Geodata Repository

From OSGeo
Revision as of 01:55, 3 November 2008 by Neteler (talk | contribs) (WMS + WFS + TileCache services)
Jump to navigation Jump to search

The notes on the Talk:Geodata_Repository Talk page for this page describe the background to this effort

A full list of suggestions for public domain data sets that are nice-to-haves is maintained at Geodata Discovery Working Group.

Getting involved

The geodata repository has a dedicated blade server at telascience - cf SAC Service Status. Right now this is geodata.telascience.org ; we need to get an osgeo.org domain pointed to it. The plan is to have something very much up, running and demoable by FOSS4G.

How you can help

  • Offer feedback on the Geodata Metadata Requirements - if you have a dataset you would like to contribute, does this model express it adequately?
  • Write or contribute an example Simple Catalog Interface
  • If you would like to install software and/or data on the repository machine, please talk to the good people at SAC or visit #osgeo and #telascience on irc.freenode.net to find out how to get an account and get started

Who is involved now

  • Jo Walsh is working on the backend data store and machine level metadata interfaces (also presenting this material at FOSS4G 2006)
  • Chris Schmidt is helping with an OpenLayers-based browsing interface
  • Schuyler Erle is helping with web service / application glue
  • Sean Gillies' OWSLib is, half-beknownst to him, a big part of all these applications - see the OWSLib API user stories at http://trac.gispython.org/projects/PCL/wiki/OwsCapabilitiesUserStory
  • Markus Neteler is contributing data processing code and resources as part of the GRASS data packaging effort
  • Norm Vine is providing a point of contact for administering the system and general reality-checking to all involved.
  • Martin Spott maintains the content of the PostGIS-repository on 'zuluviz'.

Interface Design

In order to be useful to people, a geodata repository needs a way for users to become quickly + easily informed as to what kind of data they're getting: metadata about the data, and the quality/quantity of data involved.

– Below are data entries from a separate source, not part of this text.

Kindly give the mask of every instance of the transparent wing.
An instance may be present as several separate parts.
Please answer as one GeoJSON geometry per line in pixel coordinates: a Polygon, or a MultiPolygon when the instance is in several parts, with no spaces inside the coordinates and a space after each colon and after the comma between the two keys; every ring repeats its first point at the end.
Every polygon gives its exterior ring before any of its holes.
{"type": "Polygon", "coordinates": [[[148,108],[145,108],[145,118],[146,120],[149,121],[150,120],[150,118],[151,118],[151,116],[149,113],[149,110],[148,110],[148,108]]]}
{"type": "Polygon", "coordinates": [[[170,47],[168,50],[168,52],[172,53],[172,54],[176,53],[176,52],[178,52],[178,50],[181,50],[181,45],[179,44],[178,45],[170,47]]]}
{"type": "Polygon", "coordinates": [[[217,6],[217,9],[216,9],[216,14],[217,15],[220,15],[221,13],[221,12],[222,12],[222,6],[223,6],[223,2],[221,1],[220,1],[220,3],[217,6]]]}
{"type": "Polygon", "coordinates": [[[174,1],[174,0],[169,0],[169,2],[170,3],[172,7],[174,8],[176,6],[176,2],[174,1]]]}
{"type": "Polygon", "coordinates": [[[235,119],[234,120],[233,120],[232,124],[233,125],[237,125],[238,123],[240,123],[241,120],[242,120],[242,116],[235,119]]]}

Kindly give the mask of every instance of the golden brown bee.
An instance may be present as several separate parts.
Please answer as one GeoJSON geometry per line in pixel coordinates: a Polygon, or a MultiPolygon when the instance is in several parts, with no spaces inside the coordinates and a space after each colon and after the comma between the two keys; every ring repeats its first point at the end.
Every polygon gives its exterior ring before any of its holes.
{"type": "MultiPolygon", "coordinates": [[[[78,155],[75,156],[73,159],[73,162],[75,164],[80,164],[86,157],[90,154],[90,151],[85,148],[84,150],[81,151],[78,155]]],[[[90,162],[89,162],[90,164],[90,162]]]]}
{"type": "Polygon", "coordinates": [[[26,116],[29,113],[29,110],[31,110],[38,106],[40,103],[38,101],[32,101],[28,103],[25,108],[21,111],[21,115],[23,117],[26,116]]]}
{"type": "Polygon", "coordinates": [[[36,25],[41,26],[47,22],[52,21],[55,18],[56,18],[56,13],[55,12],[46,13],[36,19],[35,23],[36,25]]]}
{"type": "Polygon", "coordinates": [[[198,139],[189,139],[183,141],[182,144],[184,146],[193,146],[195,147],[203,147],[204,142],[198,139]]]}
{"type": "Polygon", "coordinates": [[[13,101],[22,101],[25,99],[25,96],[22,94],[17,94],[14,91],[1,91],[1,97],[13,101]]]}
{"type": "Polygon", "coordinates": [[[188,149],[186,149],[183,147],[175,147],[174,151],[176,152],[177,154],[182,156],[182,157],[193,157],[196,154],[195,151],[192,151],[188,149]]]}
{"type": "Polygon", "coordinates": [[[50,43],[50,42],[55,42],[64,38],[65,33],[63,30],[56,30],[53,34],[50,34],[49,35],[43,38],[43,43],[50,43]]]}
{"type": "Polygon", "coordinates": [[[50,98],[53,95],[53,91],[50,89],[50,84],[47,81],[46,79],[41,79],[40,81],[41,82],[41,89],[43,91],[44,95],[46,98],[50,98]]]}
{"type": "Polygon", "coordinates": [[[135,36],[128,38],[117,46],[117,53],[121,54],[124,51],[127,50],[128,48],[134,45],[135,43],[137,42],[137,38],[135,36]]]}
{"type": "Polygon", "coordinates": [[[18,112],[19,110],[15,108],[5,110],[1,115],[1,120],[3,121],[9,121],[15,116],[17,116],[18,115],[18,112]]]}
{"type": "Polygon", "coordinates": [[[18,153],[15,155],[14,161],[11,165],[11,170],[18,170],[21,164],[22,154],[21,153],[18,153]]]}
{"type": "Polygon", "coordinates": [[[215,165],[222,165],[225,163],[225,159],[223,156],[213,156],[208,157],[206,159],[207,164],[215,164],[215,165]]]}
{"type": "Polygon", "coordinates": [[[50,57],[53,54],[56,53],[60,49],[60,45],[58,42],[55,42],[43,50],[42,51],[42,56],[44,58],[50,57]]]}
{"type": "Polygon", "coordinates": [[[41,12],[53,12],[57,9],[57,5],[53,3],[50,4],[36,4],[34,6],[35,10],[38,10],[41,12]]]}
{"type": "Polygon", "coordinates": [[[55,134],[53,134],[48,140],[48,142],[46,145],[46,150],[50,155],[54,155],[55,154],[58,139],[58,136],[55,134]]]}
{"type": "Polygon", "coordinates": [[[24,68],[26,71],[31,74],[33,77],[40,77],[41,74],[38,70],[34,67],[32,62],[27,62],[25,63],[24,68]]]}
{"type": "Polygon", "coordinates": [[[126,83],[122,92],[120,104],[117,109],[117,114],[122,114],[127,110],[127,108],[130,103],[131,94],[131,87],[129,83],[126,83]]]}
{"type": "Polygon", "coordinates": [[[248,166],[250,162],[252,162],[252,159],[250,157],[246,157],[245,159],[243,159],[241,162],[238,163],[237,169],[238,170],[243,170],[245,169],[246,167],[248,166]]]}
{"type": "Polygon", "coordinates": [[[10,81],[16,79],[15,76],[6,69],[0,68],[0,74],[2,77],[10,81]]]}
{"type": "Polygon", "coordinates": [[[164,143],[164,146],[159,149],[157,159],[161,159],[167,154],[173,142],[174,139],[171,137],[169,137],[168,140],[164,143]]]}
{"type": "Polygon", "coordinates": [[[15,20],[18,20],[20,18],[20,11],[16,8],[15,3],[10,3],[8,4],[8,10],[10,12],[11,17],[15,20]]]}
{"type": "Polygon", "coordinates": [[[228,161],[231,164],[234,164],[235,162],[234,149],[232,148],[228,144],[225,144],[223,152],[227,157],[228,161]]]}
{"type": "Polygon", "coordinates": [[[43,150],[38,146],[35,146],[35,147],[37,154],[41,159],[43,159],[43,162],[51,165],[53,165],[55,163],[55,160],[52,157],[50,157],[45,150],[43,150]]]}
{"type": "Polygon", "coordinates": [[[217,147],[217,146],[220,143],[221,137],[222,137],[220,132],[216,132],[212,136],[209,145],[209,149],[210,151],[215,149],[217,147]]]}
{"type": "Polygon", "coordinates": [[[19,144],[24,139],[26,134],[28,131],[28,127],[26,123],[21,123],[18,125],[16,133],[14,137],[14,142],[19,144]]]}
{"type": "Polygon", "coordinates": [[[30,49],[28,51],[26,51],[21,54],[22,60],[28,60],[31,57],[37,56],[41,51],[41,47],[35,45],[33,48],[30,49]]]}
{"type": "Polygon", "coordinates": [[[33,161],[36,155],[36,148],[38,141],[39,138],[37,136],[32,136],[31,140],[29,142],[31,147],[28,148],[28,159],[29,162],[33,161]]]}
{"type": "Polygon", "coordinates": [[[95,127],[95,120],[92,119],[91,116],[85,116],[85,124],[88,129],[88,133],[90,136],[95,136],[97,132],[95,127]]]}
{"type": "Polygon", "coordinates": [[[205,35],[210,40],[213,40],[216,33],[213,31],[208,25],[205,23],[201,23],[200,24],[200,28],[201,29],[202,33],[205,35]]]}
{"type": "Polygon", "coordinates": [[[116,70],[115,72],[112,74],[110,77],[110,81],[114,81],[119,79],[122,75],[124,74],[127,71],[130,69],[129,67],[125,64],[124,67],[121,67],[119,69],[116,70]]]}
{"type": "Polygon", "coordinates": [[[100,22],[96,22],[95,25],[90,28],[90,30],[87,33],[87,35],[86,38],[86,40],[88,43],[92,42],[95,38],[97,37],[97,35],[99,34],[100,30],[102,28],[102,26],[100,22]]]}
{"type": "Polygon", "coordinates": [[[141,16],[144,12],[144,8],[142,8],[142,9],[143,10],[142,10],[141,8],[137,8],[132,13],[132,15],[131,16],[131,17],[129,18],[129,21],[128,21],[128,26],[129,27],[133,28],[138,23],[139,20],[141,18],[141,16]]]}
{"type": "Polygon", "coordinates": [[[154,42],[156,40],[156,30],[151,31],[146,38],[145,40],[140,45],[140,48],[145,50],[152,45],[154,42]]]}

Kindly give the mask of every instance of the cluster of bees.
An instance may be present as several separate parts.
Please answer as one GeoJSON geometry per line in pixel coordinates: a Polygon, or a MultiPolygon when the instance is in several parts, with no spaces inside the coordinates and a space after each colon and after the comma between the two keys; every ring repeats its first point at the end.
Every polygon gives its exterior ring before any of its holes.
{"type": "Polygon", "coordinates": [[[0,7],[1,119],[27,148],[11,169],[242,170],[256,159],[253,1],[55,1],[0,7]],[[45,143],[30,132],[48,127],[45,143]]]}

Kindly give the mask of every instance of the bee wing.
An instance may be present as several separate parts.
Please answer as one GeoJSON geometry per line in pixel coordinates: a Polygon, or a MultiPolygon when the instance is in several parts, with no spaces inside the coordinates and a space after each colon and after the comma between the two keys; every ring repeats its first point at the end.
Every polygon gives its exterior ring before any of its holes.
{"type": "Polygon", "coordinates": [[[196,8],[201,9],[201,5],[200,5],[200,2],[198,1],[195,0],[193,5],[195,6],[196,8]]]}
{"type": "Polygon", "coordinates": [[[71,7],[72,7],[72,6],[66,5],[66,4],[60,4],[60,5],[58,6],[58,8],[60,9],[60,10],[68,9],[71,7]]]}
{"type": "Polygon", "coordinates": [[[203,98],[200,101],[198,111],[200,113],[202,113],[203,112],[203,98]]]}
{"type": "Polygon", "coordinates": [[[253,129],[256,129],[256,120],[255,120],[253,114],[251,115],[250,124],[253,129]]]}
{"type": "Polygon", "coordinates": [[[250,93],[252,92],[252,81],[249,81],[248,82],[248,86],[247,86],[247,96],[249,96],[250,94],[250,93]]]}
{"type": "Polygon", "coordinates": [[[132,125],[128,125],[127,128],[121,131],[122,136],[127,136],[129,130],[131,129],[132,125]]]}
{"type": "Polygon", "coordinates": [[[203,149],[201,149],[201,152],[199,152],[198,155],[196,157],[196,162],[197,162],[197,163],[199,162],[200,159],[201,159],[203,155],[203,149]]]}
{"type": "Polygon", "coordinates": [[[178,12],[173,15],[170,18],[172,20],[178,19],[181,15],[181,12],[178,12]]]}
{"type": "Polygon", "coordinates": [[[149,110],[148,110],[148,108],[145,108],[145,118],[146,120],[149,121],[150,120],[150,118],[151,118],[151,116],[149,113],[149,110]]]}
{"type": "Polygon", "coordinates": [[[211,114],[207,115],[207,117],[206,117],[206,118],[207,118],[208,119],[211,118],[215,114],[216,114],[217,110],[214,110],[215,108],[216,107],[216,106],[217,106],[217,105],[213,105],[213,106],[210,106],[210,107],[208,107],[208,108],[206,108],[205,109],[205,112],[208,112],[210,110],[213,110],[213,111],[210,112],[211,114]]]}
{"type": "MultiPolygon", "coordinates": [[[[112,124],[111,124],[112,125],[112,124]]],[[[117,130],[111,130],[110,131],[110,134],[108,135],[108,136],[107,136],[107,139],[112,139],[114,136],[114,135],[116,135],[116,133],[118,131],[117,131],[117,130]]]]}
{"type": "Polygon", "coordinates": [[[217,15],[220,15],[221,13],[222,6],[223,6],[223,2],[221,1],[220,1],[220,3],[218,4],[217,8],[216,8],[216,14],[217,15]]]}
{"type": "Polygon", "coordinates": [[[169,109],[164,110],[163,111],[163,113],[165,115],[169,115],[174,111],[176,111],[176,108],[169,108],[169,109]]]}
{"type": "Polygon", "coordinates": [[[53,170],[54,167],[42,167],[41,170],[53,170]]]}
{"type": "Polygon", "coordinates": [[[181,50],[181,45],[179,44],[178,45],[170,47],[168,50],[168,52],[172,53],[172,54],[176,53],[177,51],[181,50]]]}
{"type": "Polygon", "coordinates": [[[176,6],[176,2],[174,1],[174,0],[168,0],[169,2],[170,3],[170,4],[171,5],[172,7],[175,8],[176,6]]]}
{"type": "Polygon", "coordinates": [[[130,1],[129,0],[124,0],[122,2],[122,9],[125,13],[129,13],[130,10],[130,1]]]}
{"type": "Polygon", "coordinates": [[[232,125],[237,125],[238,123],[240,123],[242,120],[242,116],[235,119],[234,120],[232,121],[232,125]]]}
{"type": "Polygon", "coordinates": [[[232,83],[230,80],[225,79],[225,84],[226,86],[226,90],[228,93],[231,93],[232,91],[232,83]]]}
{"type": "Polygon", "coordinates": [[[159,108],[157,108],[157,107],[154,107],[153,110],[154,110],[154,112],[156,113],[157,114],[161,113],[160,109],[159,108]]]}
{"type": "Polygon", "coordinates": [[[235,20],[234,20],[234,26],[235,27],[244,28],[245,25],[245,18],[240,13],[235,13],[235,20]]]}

For Raster images, one way to do this is to include an extent-wide image of the data -- http://openlayers.org/gallery/ has screenshots which show some of what I mean where, although more directed towards applications. By having a whole-extent screenshot overview, users can quickly and easily see what they're getting. Additionally, assuming this data is to be made available as WMS, setting up an OpenLayers instance to allow users to browse the rasters and see at a more detailed level would be beneficial.

Vector data/attribute data would also need to be described, in text or some other way. http://freemap.in/world/ is an example of a browsable map which displays attribute data -- clicking on a country fills the sidebar with data. This interface was set up in about 20 minutes, and given decent map files, this kind of set up could be largely automated, allowing users to (again) get an overview of the data they're looking at before they download it or set it up on their own servers.

Data sources

Sources of public geodata for initial setup in a repository.

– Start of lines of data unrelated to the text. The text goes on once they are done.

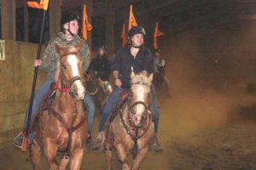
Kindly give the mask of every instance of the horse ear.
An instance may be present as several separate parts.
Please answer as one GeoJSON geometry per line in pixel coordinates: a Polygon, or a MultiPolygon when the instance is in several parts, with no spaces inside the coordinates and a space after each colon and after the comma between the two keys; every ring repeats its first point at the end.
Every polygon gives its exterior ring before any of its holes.
{"type": "Polygon", "coordinates": [[[132,79],[133,76],[135,76],[135,73],[133,72],[133,71],[131,71],[131,79],[132,79]]]}
{"type": "Polygon", "coordinates": [[[148,80],[152,82],[153,81],[153,73],[151,73],[148,76],[148,80]]]}
{"type": "Polygon", "coordinates": [[[80,51],[81,48],[82,48],[82,46],[83,46],[83,42],[82,42],[82,41],[79,41],[79,42],[76,44],[75,48],[78,49],[78,51],[80,51]]]}
{"type": "Polygon", "coordinates": [[[57,43],[55,43],[55,51],[57,52],[57,54],[61,53],[61,48],[57,43]]]}

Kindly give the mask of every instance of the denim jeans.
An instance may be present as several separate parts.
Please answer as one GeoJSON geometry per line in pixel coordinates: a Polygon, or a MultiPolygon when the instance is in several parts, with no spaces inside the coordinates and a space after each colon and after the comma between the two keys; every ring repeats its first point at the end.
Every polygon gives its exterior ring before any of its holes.
{"type": "MultiPolygon", "coordinates": [[[[118,87],[114,87],[112,94],[108,97],[108,99],[102,109],[102,120],[101,120],[100,126],[99,126],[100,132],[103,130],[104,125],[105,125],[108,118],[109,117],[109,116],[111,115],[112,110],[115,108],[116,105],[118,104],[118,102],[119,100],[119,95],[123,91],[125,91],[125,89],[119,88],[118,87]]],[[[160,111],[159,111],[155,99],[153,97],[153,95],[154,94],[152,94],[150,95],[150,104],[151,104],[150,110],[152,110],[152,113],[154,116],[153,122],[154,124],[154,133],[156,133],[157,130],[158,130],[160,111]]]]}
{"type": "Polygon", "coordinates": [[[119,103],[120,94],[125,91],[123,88],[119,88],[118,87],[114,87],[113,92],[109,95],[108,100],[106,101],[103,108],[102,119],[99,125],[99,131],[102,131],[104,128],[104,125],[111,115],[112,110],[114,109],[116,105],[119,103]]]}
{"type": "MultiPolygon", "coordinates": [[[[45,81],[40,85],[38,90],[34,94],[34,99],[32,103],[32,110],[31,113],[31,120],[33,119],[33,117],[36,116],[37,111],[40,109],[41,103],[44,98],[44,96],[49,93],[50,85],[55,82],[55,80],[50,77],[46,77],[45,81]]],[[[92,131],[92,122],[93,122],[93,117],[95,114],[95,105],[94,102],[90,96],[90,94],[86,94],[84,99],[84,105],[87,105],[88,108],[88,124],[89,124],[89,130],[91,133],[92,131]]],[[[25,121],[24,121],[24,129],[26,128],[27,125],[27,117],[28,117],[28,112],[29,112],[29,106],[26,110],[26,115],[25,115],[25,121]]],[[[30,133],[28,135],[28,138],[30,139],[34,139],[34,134],[30,133]]]]}
{"type": "Polygon", "coordinates": [[[86,94],[84,98],[84,104],[88,110],[87,122],[90,136],[92,136],[93,119],[95,115],[95,104],[89,94],[86,94]]]}

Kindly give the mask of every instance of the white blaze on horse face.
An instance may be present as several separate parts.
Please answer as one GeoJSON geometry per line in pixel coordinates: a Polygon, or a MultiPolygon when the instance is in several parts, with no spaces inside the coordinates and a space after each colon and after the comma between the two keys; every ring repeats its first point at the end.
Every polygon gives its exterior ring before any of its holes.
{"type": "MultiPolygon", "coordinates": [[[[81,76],[81,75],[79,75],[79,67],[78,67],[79,60],[78,60],[76,55],[70,55],[67,59],[67,62],[71,65],[73,77],[77,76],[81,76]]],[[[84,96],[84,87],[83,86],[82,81],[77,80],[73,82],[73,85],[75,85],[77,87],[78,97],[79,99],[83,99],[84,96]]]]}
{"type": "MultiPolygon", "coordinates": [[[[145,102],[144,101],[144,93],[145,93],[145,89],[143,86],[138,86],[137,88],[136,89],[136,94],[137,94],[137,99],[136,101],[142,101],[142,102],[145,102]]],[[[142,104],[138,104],[137,105],[135,105],[135,110],[136,110],[136,118],[137,118],[137,122],[140,123],[141,122],[141,117],[145,110],[145,107],[142,104]]]]}

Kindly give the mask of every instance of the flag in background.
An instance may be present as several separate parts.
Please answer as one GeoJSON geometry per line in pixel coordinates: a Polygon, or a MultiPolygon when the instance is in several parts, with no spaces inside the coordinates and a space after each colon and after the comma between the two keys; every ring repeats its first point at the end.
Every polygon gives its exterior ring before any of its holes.
{"type": "Polygon", "coordinates": [[[90,24],[86,14],[86,6],[84,5],[84,10],[83,10],[83,27],[82,27],[82,37],[86,41],[87,40],[87,31],[90,31],[92,30],[92,26],[90,24]]]}
{"type": "Polygon", "coordinates": [[[154,48],[158,48],[157,47],[157,37],[163,36],[164,32],[158,30],[158,22],[155,23],[154,31],[154,48]]]}
{"type": "Polygon", "coordinates": [[[40,3],[38,2],[28,1],[27,6],[34,8],[42,8],[44,10],[47,10],[49,4],[49,0],[40,0],[40,3]]]}
{"type": "Polygon", "coordinates": [[[123,44],[123,48],[124,48],[127,44],[125,23],[123,24],[123,29],[122,29],[122,32],[121,32],[121,39],[122,39],[122,44],[123,44]]]}
{"type": "Polygon", "coordinates": [[[136,19],[134,17],[133,12],[132,12],[132,5],[130,5],[128,31],[131,28],[131,26],[137,26],[137,24],[136,22],[136,19]]]}

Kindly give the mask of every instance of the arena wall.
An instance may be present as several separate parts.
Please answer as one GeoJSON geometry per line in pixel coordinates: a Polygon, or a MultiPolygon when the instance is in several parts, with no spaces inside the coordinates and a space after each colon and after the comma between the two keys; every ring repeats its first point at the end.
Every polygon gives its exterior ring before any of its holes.
{"type": "MultiPolygon", "coordinates": [[[[0,60],[0,132],[22,128],[31,97],[38,46],[36,43],[4,41],[5,60],[0,60]]],[[[41,54],[44,49],[44,45],[41,54]]],[[[38,71],[37,87],[44,74],[38,71]]]]}

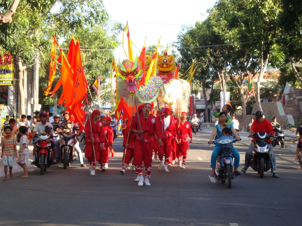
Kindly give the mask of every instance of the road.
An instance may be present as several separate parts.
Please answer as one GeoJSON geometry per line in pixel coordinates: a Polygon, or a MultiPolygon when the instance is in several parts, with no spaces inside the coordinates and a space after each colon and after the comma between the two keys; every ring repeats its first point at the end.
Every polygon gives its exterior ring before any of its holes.
{"type": "MultiPolygon", "coordinates": [[[[76,161],[66,170],[57,164],[43,175],[36,170],[27,178],[2,182],[0,225],[301,225],[301,169],[292,151],[274,149],[280,178],[267,172],[260,179],[250,168],[229,189],[209,176],[209,137],[193,135],[185,169],[176,164],[169,172],[160,171],[154,162],[150,187],[138,187],[134,172],[119,173],[122,137],[114,142],[109,168],[95,176],[76,161]]],[[[249,143],[235,144],[240,167],[249,143]]]]}

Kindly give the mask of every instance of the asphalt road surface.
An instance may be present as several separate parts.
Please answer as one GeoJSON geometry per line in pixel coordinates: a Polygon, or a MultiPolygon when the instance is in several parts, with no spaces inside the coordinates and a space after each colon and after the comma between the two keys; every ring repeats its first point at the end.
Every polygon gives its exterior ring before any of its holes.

PostGIS serving vector data

There's a PostGIS server (thanks to John Graham for hosting this site at TelaScience) which stores different flavours of vector data; also known as "Landcover-DB". Current datasets include: VMap0, VMap1, AptNav, GSHHS, PGS, SWBD, MGRS, TIGER, StatsCan, OSM, GeoNames, CountryCodes and FGSODB - see below for further explanation.

Access - how to get to it !?

The web mapping colour schema has been applied in accordance with the Corine Land Cover project.
  • Direct read access to the database is available to users of the 'geodata.telascience.org' system. Retrieval in SQL syntax as "SELECT asText(wkb_geometry) FROM <Tablename> WHERE <Column> LIKE '<Keyword>'".
  • Collaborative editing via FeatureServer is being prepared.
  • Dump into Shapefiles provided occasionally or upon request; regular schedule possible if required.
  • Other data access upon request, depending on the purpose and use.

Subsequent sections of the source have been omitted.